There is a house at 3215 Wade Ave. It’s an ordinary, non-descript one-story brick affair, flanked by trees. Seen from the front, the house has two columns in front of a white door, and four windows flanked by eight black shutters.
Only, the doors can’t be unlocked.
There’s no driveway out front.
And if you to listen very carefully at night, you can hear strange, heavy noises emanating from the house, as if it were breathing.
The “house” is actually a false front for one of the 20 pump stations scattered throughout Raleigh. Concerned that the station would disrupt the beauty of the surrounding neighborhood (picturesque stone houses with lots of ivy), in 1978 the city decided to disguise it as a livable residential structure. For decades, people drove by it with no clue that it wasn’t a real house.
That is, until a Reddit user broke the story on Nov 19, which was picked up by WUNC, which broadcast it on Jan 16 with an accompanying Youtube video. It has more than 900,000 views by now.
Perry Allen, employee of Raleigh’s Capital Improvement Office and “star” of the video, did not seem thrilled with the media attention the place is getting. A mild-mannered, introverted guy, Allen is concerned with one thing: doing his job. He didn’t sign up to be talking to camera crews (or me), but Raleigh’s Public Information Officer doesn’t know as much about the pump station as he does, so he wound up giving the tours.

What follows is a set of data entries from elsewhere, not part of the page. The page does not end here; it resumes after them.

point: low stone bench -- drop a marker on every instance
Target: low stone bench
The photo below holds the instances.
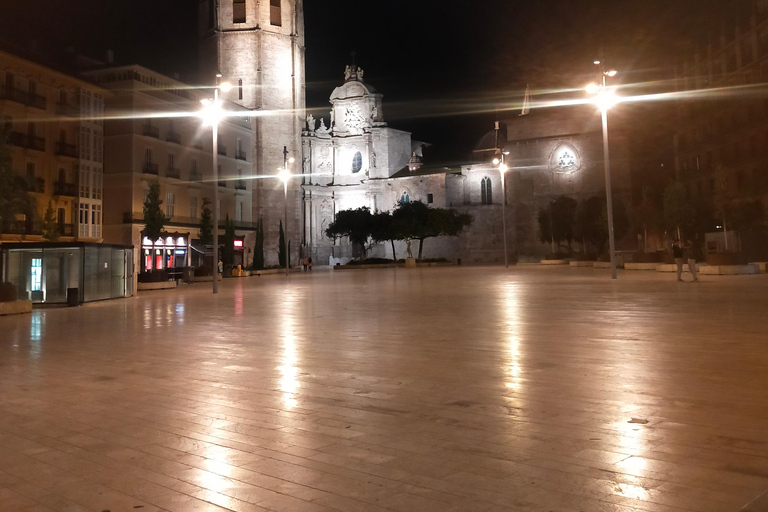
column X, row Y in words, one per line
column 729, row 270
column 16, row 307
column 164, row 285
column 641, row 266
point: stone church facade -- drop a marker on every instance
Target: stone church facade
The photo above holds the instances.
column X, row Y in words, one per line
column 356, row 160
column 258, row 47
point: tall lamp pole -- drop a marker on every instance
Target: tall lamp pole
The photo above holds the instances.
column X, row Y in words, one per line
column 501, row 162
column 605, row 100
column 212, row 114
column 284, row 176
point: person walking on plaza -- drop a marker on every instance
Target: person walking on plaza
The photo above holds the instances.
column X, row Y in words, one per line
column 691, row 260
column 677, row 253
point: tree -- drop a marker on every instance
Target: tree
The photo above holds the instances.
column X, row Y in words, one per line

So, what’s inside the secret pump station on Wade Avenue? Mainly, three enormous pumps and lots of pipes. For reasons unknown—hip 70’s spirit, possibly—all of it is painted sea foam green.
“We use each pump at different times to give each one some exercise,” said Allen. During peak times—morning, when people are showering and getting ready, and evening when people are cooking dinner and doing the dishes—they run the big one at 25 million gallons a day. They also rely on it during the summer and in March, when they flush out all the lines.
Outside, Allen shows me the windows panes: fogged glass backed by brick. On the side of the house, one of the windows disguises a huge HVAC vent. And if you stand directly on the front steps and look up, you’ll see another HVAC vent over your head.
In the back, a brick courtyard encloses a 2400-volt transformer and a generator, installed after Hurricane Fran blew out the power lines in 1996. Now, if another storm wipes out the lines, the generator can run the water pumps for two or three days without power.
As we walk back to our cars, our breath fogging in the frigid weather, Allen tells me more about the pump system, the pressure zones, the elevation, the MGD required to run the city and surrounding towns, and the lines used to pump it, but it’s hard for me to keep up.
Allen pauses. “A lot of people, when they turn their faucet on, they don’t have any idea how it gets there, other than there’s pipes in the ground,” he says. Then he smiles. “That’s why you’re supposed to leave it up to us.”